La vertu habituelle des fictions post-apocalyptiques (Postman, Waterworld, Mad Max, Tank Girl, A man and his dog, etc.) est de parler d’un monde à reconstruire, tabula rasa, qui nous interroge sur ce qui compte, sur ce qui est superflu et sur ce qui nous encombre dans nos existences ou dans nos sociétés. Le monde du désastre est aussi celui de la liberté et du nouveau départ.
Androïd Apocalypse ne parle pas vraiment de ça, il s’agit plutôt d’un buddy-movie mou dénué d’enjeux : l’hostilité de Jute pour DeeCee nous laissait froid, leur camaraderie (distante) finale nous indiffère tout autant. Les acteurs ont des têtes qui correspondent plutôt bien aux rôles et les interprètent de manière tout à fait décente — si quelque chose pouvait sauver le film, c’est bien ça —, la réalisation n’est pas honteuse, mais tout ça manque d’ampleur et de réflexion – et peut-être aussi de mauvais goût et de bizarrerie.

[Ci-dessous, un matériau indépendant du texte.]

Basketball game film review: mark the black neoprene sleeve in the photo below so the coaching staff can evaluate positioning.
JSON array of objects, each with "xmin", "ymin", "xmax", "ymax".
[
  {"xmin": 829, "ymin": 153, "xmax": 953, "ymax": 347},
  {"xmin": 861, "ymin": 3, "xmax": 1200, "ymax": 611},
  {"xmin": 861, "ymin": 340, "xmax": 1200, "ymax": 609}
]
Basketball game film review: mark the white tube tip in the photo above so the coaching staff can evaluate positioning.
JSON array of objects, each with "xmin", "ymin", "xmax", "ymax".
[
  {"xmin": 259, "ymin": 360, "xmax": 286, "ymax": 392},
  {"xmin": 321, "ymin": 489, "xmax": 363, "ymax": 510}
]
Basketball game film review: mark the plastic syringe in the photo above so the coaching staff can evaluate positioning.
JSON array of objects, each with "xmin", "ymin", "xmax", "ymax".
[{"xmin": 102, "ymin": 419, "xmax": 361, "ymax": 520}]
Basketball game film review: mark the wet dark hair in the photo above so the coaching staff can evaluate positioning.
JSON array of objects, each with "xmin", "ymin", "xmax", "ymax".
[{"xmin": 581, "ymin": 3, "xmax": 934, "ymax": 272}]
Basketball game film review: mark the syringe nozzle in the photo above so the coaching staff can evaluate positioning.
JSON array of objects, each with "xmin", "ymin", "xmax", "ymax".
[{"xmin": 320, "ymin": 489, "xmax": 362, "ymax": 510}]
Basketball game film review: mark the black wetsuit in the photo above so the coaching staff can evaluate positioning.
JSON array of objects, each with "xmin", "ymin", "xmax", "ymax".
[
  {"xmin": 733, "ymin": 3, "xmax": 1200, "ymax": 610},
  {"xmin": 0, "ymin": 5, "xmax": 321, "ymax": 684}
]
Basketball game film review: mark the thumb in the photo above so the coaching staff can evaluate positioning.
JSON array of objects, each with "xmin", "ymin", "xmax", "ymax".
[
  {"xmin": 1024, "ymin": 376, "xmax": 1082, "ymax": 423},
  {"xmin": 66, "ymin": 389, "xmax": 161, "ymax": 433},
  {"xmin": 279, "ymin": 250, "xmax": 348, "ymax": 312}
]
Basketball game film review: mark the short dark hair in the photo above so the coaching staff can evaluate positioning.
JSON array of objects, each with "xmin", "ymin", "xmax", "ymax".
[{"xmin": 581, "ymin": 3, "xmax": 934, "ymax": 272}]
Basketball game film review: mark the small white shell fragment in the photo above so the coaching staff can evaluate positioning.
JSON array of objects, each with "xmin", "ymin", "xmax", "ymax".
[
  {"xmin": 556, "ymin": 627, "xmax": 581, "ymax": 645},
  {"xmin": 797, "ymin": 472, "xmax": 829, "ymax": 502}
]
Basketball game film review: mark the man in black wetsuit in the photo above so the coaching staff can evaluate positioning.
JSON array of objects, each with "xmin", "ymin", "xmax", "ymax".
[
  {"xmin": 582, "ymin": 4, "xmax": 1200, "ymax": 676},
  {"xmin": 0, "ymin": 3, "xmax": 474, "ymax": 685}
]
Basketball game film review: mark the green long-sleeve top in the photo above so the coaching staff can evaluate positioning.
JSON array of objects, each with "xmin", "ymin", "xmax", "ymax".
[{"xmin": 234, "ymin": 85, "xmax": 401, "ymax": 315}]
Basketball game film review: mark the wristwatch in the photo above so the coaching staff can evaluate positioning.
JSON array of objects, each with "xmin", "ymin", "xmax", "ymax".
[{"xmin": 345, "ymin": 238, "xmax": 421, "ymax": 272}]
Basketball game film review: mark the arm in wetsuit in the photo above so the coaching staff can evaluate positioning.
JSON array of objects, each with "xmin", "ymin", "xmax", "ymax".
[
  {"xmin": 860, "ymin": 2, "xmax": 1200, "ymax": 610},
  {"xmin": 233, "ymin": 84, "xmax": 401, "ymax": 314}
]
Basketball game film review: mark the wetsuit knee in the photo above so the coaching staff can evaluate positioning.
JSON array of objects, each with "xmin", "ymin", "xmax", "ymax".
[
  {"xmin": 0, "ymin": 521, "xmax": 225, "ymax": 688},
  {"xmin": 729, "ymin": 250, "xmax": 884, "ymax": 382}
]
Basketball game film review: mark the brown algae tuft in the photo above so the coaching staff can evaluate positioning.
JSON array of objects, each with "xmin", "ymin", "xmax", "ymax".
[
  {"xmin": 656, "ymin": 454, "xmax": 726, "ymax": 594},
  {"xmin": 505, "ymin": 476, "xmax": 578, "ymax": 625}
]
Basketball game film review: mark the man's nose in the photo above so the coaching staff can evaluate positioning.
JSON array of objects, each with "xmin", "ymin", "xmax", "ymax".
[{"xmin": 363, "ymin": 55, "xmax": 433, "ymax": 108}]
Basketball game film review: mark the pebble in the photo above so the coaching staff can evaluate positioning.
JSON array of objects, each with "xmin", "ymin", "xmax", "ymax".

Dans la ligne du Grand bond en avant, Mao Tse Toung avait imposé à chaque district chinois de disposer d’un petit haut-fourneau, afin que tous puissent produire de la fonte. Pour que ces équipements aient un peu de rendement, on y a mélangé un peu tout et n’importe quoi, notamment des métaux de récupération, aboutissant à des alliages d’une qualité plus que médiocre, que nous avons connu ici sous forme, notamment, de tournevis toujours prêts à se briser et de marteaux cassants.
Android Apocalypse est un peu l’équivalent cinématographique du métal issu des petits hauts-fourneaux du grand bond en avant : un peu de Blade Runner, un peu de A.I., un peu d’Âge de Cristal, un peu de Pitch Black, un peu de Mad Max, un peu de Carpenter, un peu de Verhoeven, un gag de Star Wars (en avez-vous fini avec moi, puis-je me débrancher ?) un peu de tout et de rien.
Le résultat est donc fragile et inutile.